Saturday, August 16, 2008

Advantages Of Home Equity Loans

Category: Finance.

Is it time for a new roof and updated windows? Is the garage overrun with stuff with no room for the cars?



Do the kids need more space? You re going to need some money to get these projects done, whether you decide to hire a contractor or do it yourself. Ask yourself some questions when approaching a home improvement loan. Consumers should look closely at the financing options before jumping into a loan. Ask yourself these questions: How long is the whole job going to take? Will I need more money for anything else beyond the home improvements? What is the total cost of everything?


For small jobs, less than say$ 500, using a credit card is probably the best options. Using the equity you have in your home is a low cost way to finance your home improvements. The interest rate will most likely be higher than other financing options, but there won t be any extra paperwork and appraisals. The equity is just sitting there waiting for you to sell your home. Additionally, the interest payments on a home equity can be deducted on your federal income taxes. Many banks over home- improvement loans made for low- to- moderate income families, whereas your typical home- equity loan offers a better rate structure.

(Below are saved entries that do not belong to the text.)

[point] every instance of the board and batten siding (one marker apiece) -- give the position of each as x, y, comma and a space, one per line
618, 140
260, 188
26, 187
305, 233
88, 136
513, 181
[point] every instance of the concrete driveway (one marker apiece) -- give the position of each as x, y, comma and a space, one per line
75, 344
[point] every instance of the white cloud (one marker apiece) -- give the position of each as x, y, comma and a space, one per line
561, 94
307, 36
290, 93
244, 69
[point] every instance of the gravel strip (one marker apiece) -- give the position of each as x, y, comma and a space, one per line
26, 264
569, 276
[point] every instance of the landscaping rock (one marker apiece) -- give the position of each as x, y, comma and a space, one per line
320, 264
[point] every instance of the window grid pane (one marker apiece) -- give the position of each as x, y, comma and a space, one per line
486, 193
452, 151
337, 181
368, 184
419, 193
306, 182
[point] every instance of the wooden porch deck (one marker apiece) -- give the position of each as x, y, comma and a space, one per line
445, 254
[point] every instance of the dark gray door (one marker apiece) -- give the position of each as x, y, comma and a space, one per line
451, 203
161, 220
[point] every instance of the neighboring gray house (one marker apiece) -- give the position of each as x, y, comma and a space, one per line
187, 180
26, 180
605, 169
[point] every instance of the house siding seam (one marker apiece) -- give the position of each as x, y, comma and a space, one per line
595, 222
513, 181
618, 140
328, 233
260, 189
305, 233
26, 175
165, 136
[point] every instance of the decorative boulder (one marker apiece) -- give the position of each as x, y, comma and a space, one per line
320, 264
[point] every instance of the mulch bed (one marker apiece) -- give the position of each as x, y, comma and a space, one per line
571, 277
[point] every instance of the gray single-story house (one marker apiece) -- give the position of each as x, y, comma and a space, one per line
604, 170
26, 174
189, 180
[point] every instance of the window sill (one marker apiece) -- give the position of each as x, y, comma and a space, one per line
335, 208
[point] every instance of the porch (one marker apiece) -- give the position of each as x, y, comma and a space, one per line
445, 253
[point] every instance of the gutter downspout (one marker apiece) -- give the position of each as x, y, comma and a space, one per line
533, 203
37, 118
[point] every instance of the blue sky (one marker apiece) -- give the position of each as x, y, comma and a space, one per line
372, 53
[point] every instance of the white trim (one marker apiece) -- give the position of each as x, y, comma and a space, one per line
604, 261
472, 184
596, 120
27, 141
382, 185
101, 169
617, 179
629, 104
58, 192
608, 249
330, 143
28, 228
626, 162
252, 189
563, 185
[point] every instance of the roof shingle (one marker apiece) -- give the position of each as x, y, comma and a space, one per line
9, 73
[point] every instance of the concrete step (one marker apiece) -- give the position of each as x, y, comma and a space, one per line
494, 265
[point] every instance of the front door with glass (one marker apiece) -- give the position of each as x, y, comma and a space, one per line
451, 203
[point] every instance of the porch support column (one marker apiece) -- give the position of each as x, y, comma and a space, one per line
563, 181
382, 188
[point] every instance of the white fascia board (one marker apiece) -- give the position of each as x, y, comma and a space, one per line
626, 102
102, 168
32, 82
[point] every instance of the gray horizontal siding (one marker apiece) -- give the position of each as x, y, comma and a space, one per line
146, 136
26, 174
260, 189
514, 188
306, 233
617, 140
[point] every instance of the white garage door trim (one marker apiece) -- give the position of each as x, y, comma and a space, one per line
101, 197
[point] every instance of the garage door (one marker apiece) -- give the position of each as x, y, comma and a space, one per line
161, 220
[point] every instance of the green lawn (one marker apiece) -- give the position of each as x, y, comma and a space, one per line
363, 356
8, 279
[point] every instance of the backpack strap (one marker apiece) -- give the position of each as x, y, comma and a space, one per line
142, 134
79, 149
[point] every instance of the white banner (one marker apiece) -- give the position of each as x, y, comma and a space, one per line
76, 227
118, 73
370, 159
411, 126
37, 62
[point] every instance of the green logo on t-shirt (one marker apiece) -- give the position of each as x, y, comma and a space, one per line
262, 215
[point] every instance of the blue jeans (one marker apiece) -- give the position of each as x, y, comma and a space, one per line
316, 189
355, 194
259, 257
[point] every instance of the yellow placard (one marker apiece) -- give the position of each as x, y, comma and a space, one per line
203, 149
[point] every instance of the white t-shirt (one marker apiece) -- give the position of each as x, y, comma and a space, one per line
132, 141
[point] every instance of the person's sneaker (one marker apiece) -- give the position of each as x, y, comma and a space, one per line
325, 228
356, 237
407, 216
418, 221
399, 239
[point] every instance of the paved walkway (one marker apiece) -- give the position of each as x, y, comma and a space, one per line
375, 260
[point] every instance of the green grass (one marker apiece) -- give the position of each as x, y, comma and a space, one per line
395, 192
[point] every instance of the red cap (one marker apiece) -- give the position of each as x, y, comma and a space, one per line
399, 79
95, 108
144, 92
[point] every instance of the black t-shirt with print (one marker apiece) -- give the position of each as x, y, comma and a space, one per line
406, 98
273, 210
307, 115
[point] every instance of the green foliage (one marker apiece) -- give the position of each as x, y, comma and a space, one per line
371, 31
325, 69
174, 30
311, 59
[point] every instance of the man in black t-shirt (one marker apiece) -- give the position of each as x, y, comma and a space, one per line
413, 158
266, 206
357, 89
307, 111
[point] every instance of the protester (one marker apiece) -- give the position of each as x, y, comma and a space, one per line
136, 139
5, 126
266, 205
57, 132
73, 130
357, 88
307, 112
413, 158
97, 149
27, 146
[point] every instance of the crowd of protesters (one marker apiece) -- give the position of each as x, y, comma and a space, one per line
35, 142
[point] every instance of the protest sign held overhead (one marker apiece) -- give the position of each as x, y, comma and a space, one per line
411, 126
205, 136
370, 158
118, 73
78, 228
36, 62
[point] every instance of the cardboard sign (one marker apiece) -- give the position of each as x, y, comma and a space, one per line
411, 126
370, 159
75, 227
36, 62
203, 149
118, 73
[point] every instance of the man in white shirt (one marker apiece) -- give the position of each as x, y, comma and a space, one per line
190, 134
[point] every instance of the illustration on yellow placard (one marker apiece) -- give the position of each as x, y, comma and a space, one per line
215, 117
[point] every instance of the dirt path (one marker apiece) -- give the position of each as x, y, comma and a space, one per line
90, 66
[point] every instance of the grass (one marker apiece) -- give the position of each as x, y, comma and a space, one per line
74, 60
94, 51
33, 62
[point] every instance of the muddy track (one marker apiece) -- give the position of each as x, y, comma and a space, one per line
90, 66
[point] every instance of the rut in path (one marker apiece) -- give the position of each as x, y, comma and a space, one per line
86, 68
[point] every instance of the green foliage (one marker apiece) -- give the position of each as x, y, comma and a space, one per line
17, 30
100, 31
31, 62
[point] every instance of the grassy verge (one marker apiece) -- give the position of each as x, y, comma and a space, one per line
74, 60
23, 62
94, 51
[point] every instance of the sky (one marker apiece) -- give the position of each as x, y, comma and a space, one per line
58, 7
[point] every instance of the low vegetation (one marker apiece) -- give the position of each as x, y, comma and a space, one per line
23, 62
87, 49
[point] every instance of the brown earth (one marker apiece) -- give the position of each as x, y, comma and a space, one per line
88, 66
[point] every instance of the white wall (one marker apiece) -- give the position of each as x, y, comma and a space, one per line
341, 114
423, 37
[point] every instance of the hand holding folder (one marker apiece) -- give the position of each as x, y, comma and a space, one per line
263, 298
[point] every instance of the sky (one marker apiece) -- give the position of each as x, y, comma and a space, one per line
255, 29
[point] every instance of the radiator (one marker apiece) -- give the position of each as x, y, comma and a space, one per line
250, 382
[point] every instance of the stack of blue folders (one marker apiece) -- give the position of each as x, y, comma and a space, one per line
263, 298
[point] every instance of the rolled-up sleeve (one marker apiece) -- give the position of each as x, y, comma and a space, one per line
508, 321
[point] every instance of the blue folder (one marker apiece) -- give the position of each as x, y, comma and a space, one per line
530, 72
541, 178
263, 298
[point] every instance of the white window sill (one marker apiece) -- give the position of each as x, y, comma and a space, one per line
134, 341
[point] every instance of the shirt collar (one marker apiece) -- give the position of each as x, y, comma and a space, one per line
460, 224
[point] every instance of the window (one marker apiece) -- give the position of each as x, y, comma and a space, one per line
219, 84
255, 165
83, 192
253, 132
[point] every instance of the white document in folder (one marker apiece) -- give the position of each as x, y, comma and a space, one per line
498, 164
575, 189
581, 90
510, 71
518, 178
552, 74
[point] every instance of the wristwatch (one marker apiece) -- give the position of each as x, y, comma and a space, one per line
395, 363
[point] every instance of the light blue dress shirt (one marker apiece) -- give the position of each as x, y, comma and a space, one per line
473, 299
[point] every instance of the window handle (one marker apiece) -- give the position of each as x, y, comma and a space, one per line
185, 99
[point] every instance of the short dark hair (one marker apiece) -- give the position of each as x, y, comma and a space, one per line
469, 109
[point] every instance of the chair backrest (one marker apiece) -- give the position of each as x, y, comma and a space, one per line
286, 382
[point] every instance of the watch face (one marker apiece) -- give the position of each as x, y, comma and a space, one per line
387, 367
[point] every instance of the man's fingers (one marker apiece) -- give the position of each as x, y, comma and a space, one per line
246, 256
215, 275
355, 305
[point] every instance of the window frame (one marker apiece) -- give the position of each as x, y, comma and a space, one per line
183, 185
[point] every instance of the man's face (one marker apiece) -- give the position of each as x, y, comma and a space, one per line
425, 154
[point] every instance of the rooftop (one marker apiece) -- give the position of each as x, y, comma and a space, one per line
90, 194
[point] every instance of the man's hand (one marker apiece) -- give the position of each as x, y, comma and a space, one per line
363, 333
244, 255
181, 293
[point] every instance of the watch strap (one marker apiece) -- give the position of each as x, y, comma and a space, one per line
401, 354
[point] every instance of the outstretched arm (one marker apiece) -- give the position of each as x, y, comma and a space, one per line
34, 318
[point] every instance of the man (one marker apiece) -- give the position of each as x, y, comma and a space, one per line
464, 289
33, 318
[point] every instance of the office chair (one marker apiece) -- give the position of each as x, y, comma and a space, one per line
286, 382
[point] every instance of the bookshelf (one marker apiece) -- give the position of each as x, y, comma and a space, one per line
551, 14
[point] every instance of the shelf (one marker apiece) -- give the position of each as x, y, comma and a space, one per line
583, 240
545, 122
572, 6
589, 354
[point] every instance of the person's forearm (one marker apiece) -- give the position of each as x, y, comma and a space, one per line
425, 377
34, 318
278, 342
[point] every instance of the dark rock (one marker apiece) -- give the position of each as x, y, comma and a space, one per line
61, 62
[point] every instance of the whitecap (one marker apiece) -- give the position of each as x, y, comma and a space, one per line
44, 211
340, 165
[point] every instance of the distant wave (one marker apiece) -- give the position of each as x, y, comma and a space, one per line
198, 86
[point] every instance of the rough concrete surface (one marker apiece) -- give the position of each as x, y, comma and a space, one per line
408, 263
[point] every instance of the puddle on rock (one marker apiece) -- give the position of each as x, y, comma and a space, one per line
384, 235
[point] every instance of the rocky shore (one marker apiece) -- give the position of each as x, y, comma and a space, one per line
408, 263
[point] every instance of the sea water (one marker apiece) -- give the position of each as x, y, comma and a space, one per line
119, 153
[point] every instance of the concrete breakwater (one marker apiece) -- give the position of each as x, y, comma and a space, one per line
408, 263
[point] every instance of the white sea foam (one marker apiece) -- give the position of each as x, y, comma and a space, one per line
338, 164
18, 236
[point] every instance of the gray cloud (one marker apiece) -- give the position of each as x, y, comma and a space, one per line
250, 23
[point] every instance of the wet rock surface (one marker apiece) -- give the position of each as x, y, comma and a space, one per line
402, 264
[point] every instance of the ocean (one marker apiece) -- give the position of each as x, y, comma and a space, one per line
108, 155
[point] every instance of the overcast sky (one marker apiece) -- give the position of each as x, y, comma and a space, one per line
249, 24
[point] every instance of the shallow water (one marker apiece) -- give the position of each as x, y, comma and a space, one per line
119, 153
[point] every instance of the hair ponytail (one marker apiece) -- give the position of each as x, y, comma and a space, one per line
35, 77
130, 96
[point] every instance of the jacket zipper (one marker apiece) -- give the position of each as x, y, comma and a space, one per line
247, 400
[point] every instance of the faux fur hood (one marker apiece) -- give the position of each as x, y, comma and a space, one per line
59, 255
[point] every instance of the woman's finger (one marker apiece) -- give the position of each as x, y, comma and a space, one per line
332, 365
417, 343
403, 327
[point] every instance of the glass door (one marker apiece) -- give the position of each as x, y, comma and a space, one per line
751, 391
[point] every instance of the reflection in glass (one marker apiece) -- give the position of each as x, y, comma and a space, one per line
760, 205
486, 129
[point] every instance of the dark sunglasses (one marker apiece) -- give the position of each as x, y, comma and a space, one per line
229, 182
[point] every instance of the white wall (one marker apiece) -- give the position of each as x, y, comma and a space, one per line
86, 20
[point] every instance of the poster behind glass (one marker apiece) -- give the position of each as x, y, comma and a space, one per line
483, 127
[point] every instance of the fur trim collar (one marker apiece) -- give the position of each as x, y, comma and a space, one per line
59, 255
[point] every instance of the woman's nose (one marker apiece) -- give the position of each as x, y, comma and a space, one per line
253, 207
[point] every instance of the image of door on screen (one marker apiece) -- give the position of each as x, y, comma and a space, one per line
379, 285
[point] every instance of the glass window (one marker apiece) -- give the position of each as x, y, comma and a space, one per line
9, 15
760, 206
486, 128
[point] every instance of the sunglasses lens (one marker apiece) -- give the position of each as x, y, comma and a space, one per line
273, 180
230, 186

A home equity loan basically is a homeowner borrowing against their house, pledging it as collateral. The lender is often more liberal with a home equity loan since it is viewed as a relatively safe loan. If you want to borrow a large amount of money or you have poor credit a home equity loan can be attractive. If you default on a home equity loan, you can t disappear or hide with your house. Advantages of Home Equity Loans. Your payments are more likely to be a priority if your home is at stake. Home equity loans are attractive for a few reasons: The interest rate is typically lower.


Payments on the interest could be tax deductible. The qualifications are easier for consumers with bad credit. Loan amounts can be relatively large. Let s say you have equity of$ 25, 000 in your home. Home equity loans are a good investment for you as well. You take out a home equity loan for$ 25, 000 for a garage addition, new siding and remodel the bath. Be cautious though, because home equity loans are often offered with variable interest rates.


You have increased the value of your home by improving you home by doing these projects. That means they can vary upwards. If interest rates were on the rise, a fixed rate would be a good choice to ask for. Fixed rate equity loans are available, but you must specifically ask for them. Be sure the deal is best for your interest. Make a budget ahead of time to make sure the extra loan payment won t overburden you.


Make sure the home equity loan fits your needs better than a credit card account would. Consider insurance to cover the payments in case the unforeseen happens. If you need a new roof, new windows installed and to replace your deck, the home equity loan is a good option. When deciding on financing your home improvements, be sure to check the different options available to you.